Let $f(t) = 2(8/7)^t + 12.03(4/7)^t$. We wish to find the maximum of this function within the interval $4 \leq t \leq 5$. Note that both $2(8/7)^t$ and $12.03(4/7)^t$ are convex functions since they are positive multiples of functions of the form $b^t$ where $b > 0$. Since $f(t)$ is the sum of two convex functions, it is also convex.

plot of f(t) = 2(8/7)^t + 12.03(4/7)^t showing how it behaves for t between 4 and 5

We can see that $f(4) \approx 4.7 \gt f(5) \approx 4.6$. From the plot it looks like $f(4)$ is maximum value of $f(t)$ in this interval and we can confirm this mathematically.

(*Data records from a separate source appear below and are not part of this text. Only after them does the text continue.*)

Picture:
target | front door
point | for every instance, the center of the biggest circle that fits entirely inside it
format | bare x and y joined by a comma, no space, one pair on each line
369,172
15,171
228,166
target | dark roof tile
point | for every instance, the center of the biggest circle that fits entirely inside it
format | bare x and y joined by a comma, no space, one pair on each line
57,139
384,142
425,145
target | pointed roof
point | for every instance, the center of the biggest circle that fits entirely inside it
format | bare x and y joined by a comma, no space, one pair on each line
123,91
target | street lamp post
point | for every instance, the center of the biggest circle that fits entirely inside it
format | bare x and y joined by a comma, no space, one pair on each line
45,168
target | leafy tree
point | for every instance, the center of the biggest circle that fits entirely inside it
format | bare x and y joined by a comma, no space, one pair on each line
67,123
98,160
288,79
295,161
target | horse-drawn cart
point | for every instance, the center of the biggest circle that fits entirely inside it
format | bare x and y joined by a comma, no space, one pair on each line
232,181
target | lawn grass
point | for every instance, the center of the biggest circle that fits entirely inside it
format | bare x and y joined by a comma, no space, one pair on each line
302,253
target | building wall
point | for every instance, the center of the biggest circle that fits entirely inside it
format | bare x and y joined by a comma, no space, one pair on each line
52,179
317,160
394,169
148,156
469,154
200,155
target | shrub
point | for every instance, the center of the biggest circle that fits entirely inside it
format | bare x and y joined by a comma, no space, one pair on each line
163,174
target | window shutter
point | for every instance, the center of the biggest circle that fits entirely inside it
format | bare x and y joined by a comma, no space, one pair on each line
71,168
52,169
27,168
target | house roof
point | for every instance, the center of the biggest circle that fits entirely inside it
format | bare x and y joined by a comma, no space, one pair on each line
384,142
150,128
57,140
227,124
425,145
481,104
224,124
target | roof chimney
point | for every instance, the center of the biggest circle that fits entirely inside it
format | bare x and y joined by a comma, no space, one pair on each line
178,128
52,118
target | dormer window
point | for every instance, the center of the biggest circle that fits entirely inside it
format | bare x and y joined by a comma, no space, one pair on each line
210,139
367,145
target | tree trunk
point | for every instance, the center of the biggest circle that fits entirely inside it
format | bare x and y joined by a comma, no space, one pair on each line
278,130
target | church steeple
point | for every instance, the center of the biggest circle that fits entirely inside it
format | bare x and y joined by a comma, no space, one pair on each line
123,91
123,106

Any value $t$ in the interval can be expressed as

\[t(\theta) = 4\theta + 5(1 - \theta) \\ 0 \leq \theta \leq 1\]

Then we find that

\[\forall t \in [4, 5] \\ f(t) = f\left(4\theta + 5(1 - \theta) \right) \\ \leq \theta \cdot f(4) + (1 - \theta)\cdot f(5)\]

since $f$ is convex

\[\leq \theta \cdot f(4) + (1 - \theta)\cdot f(4) \\ \leq f(4)\]

Therefore

\[\left(2(8/7)^{\log_2 n - k} + 12.03(4/7)^{\log_2 n - k}\right)n^{\log_2 7} \\ \leq 4.7\cdot n^{\log_2 7}\]

Conclusion

Compared to the original $O(n^3)$, less than $4.7\cdot n^{\log_2 7} \approx O(n^{2.8})$ arithmetical operations does not seem a terribly impressive result. Even so, it leads to non-negligible improvements for sufficiently large matrices.

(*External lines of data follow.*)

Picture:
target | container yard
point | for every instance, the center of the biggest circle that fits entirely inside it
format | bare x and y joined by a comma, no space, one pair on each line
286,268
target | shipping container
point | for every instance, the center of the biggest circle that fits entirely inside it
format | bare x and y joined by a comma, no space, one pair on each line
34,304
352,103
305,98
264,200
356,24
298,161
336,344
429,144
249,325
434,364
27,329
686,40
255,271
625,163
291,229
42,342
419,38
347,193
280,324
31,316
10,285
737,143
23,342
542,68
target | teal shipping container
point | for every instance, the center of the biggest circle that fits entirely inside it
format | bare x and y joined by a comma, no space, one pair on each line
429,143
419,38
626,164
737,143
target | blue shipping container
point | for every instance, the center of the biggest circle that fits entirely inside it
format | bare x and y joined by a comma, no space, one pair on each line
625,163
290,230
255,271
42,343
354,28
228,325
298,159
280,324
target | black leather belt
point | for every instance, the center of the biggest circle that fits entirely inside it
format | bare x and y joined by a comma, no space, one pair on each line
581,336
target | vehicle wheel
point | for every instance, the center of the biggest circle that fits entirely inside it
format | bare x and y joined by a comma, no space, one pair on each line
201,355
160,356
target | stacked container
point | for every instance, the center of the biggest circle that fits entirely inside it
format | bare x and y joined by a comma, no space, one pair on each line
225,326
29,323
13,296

plots of the complexities and the ratio of the complexities of the two methods

But what is important is that it raises the question of whether there aren’t even simpler algorithms. However the paper does not explain how this method comes about nor does it give any hints about how one might go about finding more optimal algorithms. AlphaTensor uses deep reinforcement learning to look for solutions.